Here’s how: Mdm2 and p53 proteins have an unusual partnership in the cell. They maintain levels of each other through a negative feedback loop: high levels of the Mdm2 protein cause a degradation of p53; thus when Mdm2 levels are high, p53 levels are low. This auto regulatory loop ensures that p53 is kept at bay in healthy cells, because its tumor suppressing repair functions are not needed.
But if the MDM2 gene is mutated – or damaged due to gene copying mistakes or chemical or environmental exposures – it can get stuck in the “on” position, leading to a never-ending flood of Mdm2 protein. This, in turn, blocks the tumor suppressing functions of the p53 protein. When tumors aren’t suppressed, they can replicate out of control and can eventually lead to cancer.
A Therapeutic Target
While the Mdm2-p53 protein interaction is highly complex, a large field of synthetic chemists and pharmacologists devote their time to devising strategies that home in on therapies that focus on this interplay. Since many common cancers arise from a damaged or inhibited p53 protein, many treatments focus on delivering more p53 to cells that need it.
A treatment for head and neck cancer, which uses a virus to deliver p53 to cells, was approved in China in 2004. Other techniques involve restoring the function of p53 in the cell by administering a vaccine that contains a small molecule, called ellipticine, which attacks p53’s mutated form.
Alternatively, if you could intercept the activation of MDM2, you could boost levels of p53 when you need it most. One “gene silencing” technique involves blocking the cellular machinery that makes Mdm2 proteins at the gene level, thereby freeing up the production of tumor-quashing p53 proteins.
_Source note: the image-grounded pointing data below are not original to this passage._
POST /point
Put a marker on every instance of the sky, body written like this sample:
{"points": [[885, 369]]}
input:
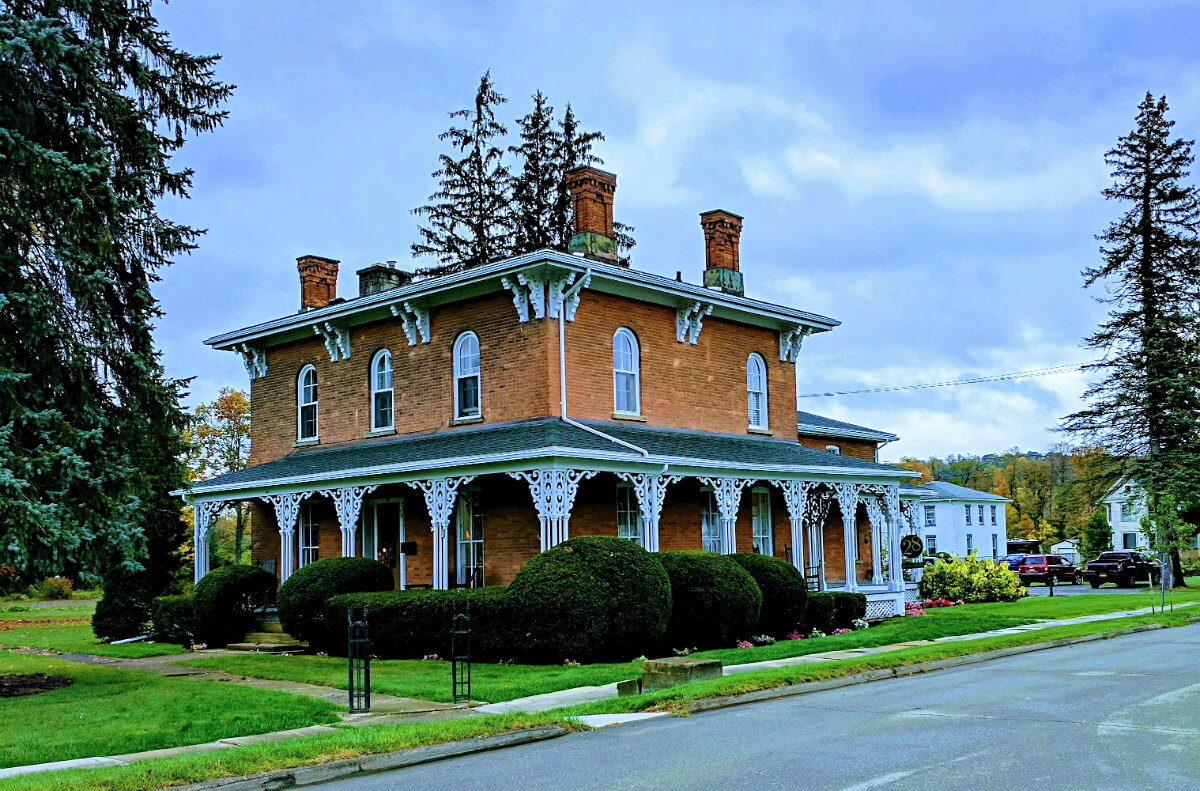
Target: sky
{"points": [[927, 173]]}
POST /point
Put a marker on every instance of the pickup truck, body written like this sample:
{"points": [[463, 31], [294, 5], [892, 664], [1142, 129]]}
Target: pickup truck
{"points": [[1121, 568]]}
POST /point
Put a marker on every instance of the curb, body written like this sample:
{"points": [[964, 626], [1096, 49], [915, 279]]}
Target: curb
{"points": [[726, 701], [316, 773]]}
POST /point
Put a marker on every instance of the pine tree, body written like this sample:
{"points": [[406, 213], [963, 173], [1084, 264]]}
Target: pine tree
{"points": [[468, 216], [94, 101], [1146, 408], [537, 187]]}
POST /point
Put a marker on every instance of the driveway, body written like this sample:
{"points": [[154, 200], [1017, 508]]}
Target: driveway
{"points": [[1115, 714]]}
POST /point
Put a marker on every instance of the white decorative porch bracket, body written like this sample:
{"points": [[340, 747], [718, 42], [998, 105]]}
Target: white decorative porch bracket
{"points": [[348, 502], [875, 515], [651, 491], [439, 498], [204, 513], [727, 493], [553, 495], [287, 511], [796, 496], [847, 501]]}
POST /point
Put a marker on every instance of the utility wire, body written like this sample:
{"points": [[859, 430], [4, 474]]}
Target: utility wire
{"points": [[997, 377]]}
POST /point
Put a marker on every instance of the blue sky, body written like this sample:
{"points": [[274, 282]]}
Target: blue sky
{"points": [[927, 173]]}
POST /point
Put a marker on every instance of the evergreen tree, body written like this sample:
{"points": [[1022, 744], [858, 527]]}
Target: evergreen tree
{"points": [[1146, 407], [468, 216], [94, 101], [538, 186]]}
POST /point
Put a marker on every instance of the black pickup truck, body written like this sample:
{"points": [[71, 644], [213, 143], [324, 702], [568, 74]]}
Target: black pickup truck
{"points": [[1123, 568]]}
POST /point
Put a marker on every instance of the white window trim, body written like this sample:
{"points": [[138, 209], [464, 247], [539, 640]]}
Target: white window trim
{"points": [[459, 375], [301, 403], [376, 390], [628, 334], [765, 420]]}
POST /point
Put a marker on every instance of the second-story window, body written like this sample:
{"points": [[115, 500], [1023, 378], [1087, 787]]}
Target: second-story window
{"points": [[756, 391], [625, 373], [466, 377], [306, 405], [382, 391]]}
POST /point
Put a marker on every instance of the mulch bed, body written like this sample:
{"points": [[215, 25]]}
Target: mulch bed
{"points": [[16, 685]]}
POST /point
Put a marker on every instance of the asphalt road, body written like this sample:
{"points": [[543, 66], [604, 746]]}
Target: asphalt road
{"points": [[1113, 714]]}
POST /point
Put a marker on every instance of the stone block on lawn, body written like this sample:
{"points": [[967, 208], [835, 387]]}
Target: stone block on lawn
{"points": [[672, 671]]}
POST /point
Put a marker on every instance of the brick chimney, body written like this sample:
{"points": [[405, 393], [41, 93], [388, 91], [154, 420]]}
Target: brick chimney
{"points": [[318, 281], [592, 198], [723, 234], [381, 277]]}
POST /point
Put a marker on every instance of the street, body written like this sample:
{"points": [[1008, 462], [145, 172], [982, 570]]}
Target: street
{"points": [[1114, 714]]}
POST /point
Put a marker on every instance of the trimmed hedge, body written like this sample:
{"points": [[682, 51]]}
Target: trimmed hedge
{"points": [[228, 601], [588, 599], [173, 618], [301, 599], [411, 624], [784, 592], [713, 600]]}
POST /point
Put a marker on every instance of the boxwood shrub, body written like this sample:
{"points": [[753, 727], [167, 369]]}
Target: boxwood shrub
{"points": [[591, 598], [713, 600], [411, 624], [301, 599], [173, 618], [784, 592], [229, 600]]}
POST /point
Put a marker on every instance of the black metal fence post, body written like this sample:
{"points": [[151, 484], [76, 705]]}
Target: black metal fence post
{"points": [[359, 661]]}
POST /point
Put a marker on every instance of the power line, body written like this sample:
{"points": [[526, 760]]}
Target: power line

One promising strategy uses small strings of DNA or RNA molecules or enzymes that attach to the MDM2 gene and prevent it from being “turned on.”
But while these techniques show promise in cell culture and mouse studies, they have yet to be tested in humans in preclinical or clinical development. Several groups in China have successfully used nanoparticles and lipid structures to deliver synthetic RNA molecules into tumors, which could potentially be turned into a cancer treatment down the road.
Another strategy targets the spot where the Mdm2 and p53 proteins link together. By developing small molecules that bind to pockets of the Mdm2 protein, they can effectively block Mdm2 from attaching to p53, thus freeing up p53 to spread throughout the cell. Other compounds, such as those derived from ginseng, turmeric, and some fruits and vegetables also seem to decrease the expression of the Mdm2 protein in tumors.
Looking Toward the Future
More research is needed to further clarify the roles of the p53-Mdm2 interaction and to understand the circumstances under which this protein partnership can be successfully targeted for therapeutics. The good news, however, is that there is a huge effort underway to improve cancer treatments by generating novel strategies that zero in on the complex interaction between the ‘guardians’ and ‘gatekeepers of the genome.’
The molecular process, while complicated, is likely to offer viable approaches as many laboratory and clinical tests are ongoing. Make sure that you discuss all possible treatment options with your doctor, depending upon the nature of your mutation.